Il s’appelle Vahidin, elle se nomme Marija. Ils vivent en Yougoslavie et préparent les Jeux olympiques de Barcelone en 1992. Ils s’entraînent sur le mont Igman qui domine Sarajevo. Courses, tirs, et embrassades. Ils s’aiment.

Un jour de fin de printemps, ça tonne. Ce sont les premiers obus d’une guerre qui déchirera plusieurs années durant la Bosnie, et qui séparera Vahidin, bosniaque et donc musulman, de Marija, bosnienne, puisqu’elle est serbe et orthodoxe. Et avec eux, tout un pays, voire l’Europe entière.

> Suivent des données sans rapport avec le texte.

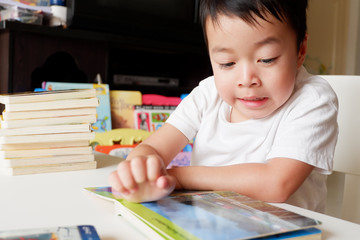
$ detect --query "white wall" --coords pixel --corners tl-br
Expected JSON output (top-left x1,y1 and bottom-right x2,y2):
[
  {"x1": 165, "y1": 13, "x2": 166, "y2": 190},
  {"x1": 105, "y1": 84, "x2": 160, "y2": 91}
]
[{"x1": 305, "y1": 0, "x2": 360, "y2": 75}]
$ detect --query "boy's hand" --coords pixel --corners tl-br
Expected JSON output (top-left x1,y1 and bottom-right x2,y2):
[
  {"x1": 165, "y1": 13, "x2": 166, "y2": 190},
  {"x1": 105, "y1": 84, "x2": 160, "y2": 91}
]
[{"x1": 109, "y1": 155, "x2": 176, "y2": 202}]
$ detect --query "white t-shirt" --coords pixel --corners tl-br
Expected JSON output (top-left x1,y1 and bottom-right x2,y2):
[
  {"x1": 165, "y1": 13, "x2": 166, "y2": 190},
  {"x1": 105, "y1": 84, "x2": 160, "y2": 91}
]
[{"x1": 167, "y1": 67, "x2": 338, "y2": 212}]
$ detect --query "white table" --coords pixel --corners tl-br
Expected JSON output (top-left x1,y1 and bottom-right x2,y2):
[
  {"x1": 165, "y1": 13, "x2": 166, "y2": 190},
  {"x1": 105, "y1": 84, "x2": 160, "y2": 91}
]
[{"x1": 0, "y1": 154, "x2": 360, "y2": 240}]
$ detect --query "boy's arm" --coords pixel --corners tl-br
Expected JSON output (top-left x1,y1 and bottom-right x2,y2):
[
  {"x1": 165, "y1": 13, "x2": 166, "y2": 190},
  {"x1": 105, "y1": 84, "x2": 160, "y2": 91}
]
[
  {"x1": 109, "y1": 124, "x2": 189, "y2": 202},
  {"x1": 168, "y1": 158, "x2": 314, "y2": 202}
]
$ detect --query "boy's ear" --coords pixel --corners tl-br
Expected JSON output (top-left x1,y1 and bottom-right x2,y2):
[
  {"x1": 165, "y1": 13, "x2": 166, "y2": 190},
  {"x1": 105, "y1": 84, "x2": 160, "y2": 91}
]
[{"x1": 297, "y1": 33, "x2": 309, "y2": 68}]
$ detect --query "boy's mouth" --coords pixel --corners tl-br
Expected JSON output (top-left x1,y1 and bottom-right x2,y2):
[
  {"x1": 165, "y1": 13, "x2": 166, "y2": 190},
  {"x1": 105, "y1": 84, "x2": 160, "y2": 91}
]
[
  {"x1": 240, "y1": 97, "x2": 267, "y2": 101},
  {"x1": 239, "y1": 97, "x2": 269, "y2": 108}
]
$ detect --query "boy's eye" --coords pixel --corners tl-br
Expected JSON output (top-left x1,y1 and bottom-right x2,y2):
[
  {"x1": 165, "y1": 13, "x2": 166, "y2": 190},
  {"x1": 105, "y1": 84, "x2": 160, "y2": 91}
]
[
  {"x1": 220, "y1": 62, "x2": 235, "y2": 68},
  {"x1": 258, "y1": 58, "x2": 276, "y2": 64}
]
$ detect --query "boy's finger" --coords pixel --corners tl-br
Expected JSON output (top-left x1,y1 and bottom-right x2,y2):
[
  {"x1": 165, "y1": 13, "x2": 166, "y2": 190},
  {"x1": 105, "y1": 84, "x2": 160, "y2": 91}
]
[
  {"x1": 108, "y1": 171, "x2": 126, "y2": 195},
  {"x1": 117, "y1": 161, "x2": 137, "y2": 194},
  {"x1": 146, "y1": 156, "x2": 163, "y2": 182},
  {"x1": 130, "y1": 158, "x2": 147, "y2": 184}
]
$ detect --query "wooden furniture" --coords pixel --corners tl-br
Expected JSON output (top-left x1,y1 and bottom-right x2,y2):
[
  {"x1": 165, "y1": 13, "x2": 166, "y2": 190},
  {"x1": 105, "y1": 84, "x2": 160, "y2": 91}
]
[
  {"x1": 0, "y1": 154, "x2": 360, "y2": 240},
  {"x1": 322, "y1": 75, "x2": 360, "y2": 223}
]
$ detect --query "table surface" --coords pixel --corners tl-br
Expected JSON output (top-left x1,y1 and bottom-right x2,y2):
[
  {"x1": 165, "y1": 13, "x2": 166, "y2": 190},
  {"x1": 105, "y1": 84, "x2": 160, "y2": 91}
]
[{"x1": 0, "y1": 154, "x2": 360, "y2": 240}]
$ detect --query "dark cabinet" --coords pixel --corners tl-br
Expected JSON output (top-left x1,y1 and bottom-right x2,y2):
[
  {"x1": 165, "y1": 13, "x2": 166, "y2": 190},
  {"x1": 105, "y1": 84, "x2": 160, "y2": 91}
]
[{"x1": 0, "y1": 21, "x2": 211, "y2": 95}]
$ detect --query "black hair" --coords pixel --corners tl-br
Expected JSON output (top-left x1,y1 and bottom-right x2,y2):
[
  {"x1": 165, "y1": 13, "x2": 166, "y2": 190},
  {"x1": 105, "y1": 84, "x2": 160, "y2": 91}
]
[{"x1": 199, "y1": 0, "x2": 308, "y2": 49}]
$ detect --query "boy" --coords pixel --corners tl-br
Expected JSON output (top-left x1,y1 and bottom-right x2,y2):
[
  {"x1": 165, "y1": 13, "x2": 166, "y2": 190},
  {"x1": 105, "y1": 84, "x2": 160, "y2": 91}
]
[{"x1": 109, "y1": 0, "x2": 338, "y2": 212}]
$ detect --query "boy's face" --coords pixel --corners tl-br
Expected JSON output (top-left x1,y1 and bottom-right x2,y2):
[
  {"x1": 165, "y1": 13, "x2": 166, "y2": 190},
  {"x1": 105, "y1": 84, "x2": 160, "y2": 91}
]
[{"x1": 206, "y1": 15, "x2": 306, "y2": 122}]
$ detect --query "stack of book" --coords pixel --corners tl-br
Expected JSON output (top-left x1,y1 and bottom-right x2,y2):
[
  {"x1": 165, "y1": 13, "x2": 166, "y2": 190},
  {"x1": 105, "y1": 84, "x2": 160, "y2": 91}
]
[{"x1": 0, "y1": 89, "x2": 99, "y2": 175}]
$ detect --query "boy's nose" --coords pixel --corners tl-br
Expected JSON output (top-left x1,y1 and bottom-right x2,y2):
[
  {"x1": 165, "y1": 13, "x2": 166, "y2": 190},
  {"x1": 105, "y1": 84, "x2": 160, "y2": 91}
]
[{"x1": 238, "y1": 63, "x2": 261, "y2": 87}]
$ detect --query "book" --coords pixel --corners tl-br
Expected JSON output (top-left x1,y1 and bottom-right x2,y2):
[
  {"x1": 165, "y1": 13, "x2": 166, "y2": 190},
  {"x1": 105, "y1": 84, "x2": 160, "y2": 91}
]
[
  {"x1": 0, "y1": 115, "x2": 96, "y2": 128},
  {"x1": 0, "y1": 161, "x2": 96, "y2": 176},
  {"x1": 1, "y1": 97, "x2": 99, "y2": 112},
  {"x1": 85, "y1": 187, "x2": 321, "y2": 240},
  {"x1": 253, "y1": 227, "x2": 321, "y2": 240},
  {"x1": 0, "y1": 154, "x2": 95, "y2": 169},
  {"x1": 0, "y1": 89, "x2": 96, "y2": 105},
  {"x1": 0, "y1": 139, "x2": 90, "y2": 150},
  {"x1": 110, "y1": 90, "x2": 142, "y2": 129},
  {"x1": 0, "y1": 132, "x2": 95, "y2": 144},
  {"x1": 0, "y1": 146, "x2": 92, "y2": 158},
  {"x1": 42, "y1": 82, "x2": 113, "y2": 132},
  {"x1": 0, "y1": 123, "x2": 91, "y2": 136},
  {"x1": 0, "y1": 225, "x2": 100, "y2": 240},
  {"x1": 2, "y1": 107, "x2": 96, "y2": 121},
  {"x1": 134, "y1": 105, "x2": 176, "y2": 132}
]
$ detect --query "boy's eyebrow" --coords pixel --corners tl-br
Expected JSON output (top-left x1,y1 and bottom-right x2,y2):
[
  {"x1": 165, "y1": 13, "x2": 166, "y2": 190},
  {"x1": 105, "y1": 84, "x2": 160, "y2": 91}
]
[
  {"x1": 211, "y1": 47, "x2": 234, "y2": 53},
  {"x1": 255, "y1": 37, "x2": 280, "y2": 46},
  {"x1": 211, "y1": 37, "x2": 281, "y2": 53}
]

Jean Hatzfeld, dont on connaît très bien l’œuvre consacrée au génocide rwandais, a été reporter à Sarajevo dans ces années de guerre. Il a raconté cette expérience dans un beau récit, L’Air de la guerre, paru en 1994. Ici, c’est de fiction qu’il s’agit, même si – on l’apprend en cherchant sur Internet – un athlète « sans nationalité définie » (ou peu s’en faut) a, comme Vahidin, remporté la médaille de bronze en tir aux Jeux olympiques de Barcelone. Mais il est mentionné comme athlète serbe, et non bosniaque.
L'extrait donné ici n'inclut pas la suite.